In the initial structure, no electron density was visible for Met-1, Glu-57, and Ile-58 (part of the loop connecting 3α to 3β) and the final residue Glu-120. The final R and Rfree values were 21.41 and 23.56%, respectively. The structures of a second native (higher resolution) and those in complex with phosphate and acetate were solved by molecular replacement using the RR02rec-Xe structure as the search model in MOLREP (52) followed by rigid body refinement and TLS-restrained refinement using REFMAC5 (Murshudov et al., Abstr. Proc. Daresbury Study Weekend), where T, L, and S describe mean square translation, libration, and their correlation of rigid body. Final statistics for all structures are shown in Table 2.
RESULTS AND DISCUSSION
All coordinates have been deposited in the Protein Databank (PDB) (6) (see Table 2 for PDB code numbers).
Structure of RR02rec.
The structure of RR02rec was solved by the SAD method from a single crystal of a xenon derivative of RR02rec.

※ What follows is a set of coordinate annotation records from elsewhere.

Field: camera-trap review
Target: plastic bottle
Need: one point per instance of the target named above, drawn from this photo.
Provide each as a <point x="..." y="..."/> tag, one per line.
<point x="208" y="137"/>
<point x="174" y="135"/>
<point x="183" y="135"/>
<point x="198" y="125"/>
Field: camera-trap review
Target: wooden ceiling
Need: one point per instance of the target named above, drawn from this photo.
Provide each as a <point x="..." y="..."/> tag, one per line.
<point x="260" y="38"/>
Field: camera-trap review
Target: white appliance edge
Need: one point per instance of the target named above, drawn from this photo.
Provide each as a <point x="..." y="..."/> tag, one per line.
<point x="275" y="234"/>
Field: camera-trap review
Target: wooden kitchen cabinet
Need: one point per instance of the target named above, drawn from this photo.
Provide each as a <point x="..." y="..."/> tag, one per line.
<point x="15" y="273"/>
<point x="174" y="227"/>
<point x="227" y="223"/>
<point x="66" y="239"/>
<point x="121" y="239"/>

The electron density after solvent flattening allowed automatic chain tracing of almost the entire molecule. The RR02rec-PO4 complex described in this paper was refined to 1.7 Å with crystallographic R of 0.177 and Rfree of 0.230, respectively, the RR02rec acetate complex was refined to 1.92 Å, and the high-resolution native was refined to 1.85 Å with the statistics shown in Table 2. Binding of the ligands causes a dramatic change in the position and orientation of the β3-α3 loop, which are discussed below. The overall crystal structure of RR02rec is a homodimer, with each monomer adopting the conventional doubly wound five-stranded α/β motif found in many RR receiver domains to date (49) (Fig. 1). Two helices (α1 and α5) are found on one side of the centrally located, parallel β-sheet, and three helices (α2, α3, and α4) are found on the opposite side (Fig. 2).
FIG. 1.
Sequence alignment of RR02rec from S. pneumoniae and two other members of the YycF family from S. aureus and B. subtilis. The high degree of sequence similarity within this family can be seen, with over 60% of residues being identical. The linker region between the receiver domain and the effector domain shows little or no similarity. The secondary structure elements of RR02rec are shown above the alignment. The alternating pattern of helices and strands seen in all RR structures is shown. This figure was created using MultAlin (12) and ESPript (22).
FIG. 2.

Ribbon diagram of the dimer seen in the crystal structure. Figures were created using MOLSCRIPT (32), BOBSCRIPT (17), and Raster3D (39).
RR02rec dimer interface.
Examination of the crystal packing revealed the occurrence of a major interface between the RR02rec domains. In the case of RR02rec pH 5.7, this interface buries 995.06 Å2 from the solvent as a result of dimer formation through a crystallographic twofold axis; this corresponds to 15.4% of the overall surface area of the monomer (28, 29). A crystallographic dimer is also observed in the recently described structure of PhoP (7); in the case of PhoP, the dimer utilizes two distinct faces, the α2-α3-α4 face of one molecule interacting with the α4-β5-α5 face of the second molecule. In RR02rec, the dimer is formed through interactions utilizing the α4-β5-α5 face of the two molecules. Analysis of the residues involved in the dimer interface reveals two salt bridges observed between Asp-97 and Arg-111 (2.94 Å), Asp-96, and Arg-118 (3.18 Å) as well as a number of hydrogen bonds and hydrophobic interactions. At the center of the interface we see the residue Arg-111; this is the only positively charged residue within a group of negatively charged residues (between Asp-97 and Glu-107) from each monomer which shield the salt bridge between Arg-111 (α5) and Asp-97 (α4-β5 loop) from bulk solvent.
RR02rec active site.
The active site of RR02rec has several conserved residues that are expected to play a role in the function of the protein (27, 45, 49, 56). Most importantly, the site of phosphorylation, Asp-52, is located in a cleft formed by loops 1 (Asp-9 and Glu-10), 3 (Phe-33 and Asn-34), and 5 (Leu-53 to Asp-59). The carbonyl oxygens of Leu-53 and Pro-56 (loop 5) hydrogen bond to the amide nitrogens of residues Gly-60 (helix α3) and Gly-34 (helix α2). Both of these interactions help to maintain the structural conformation of the active site cleft.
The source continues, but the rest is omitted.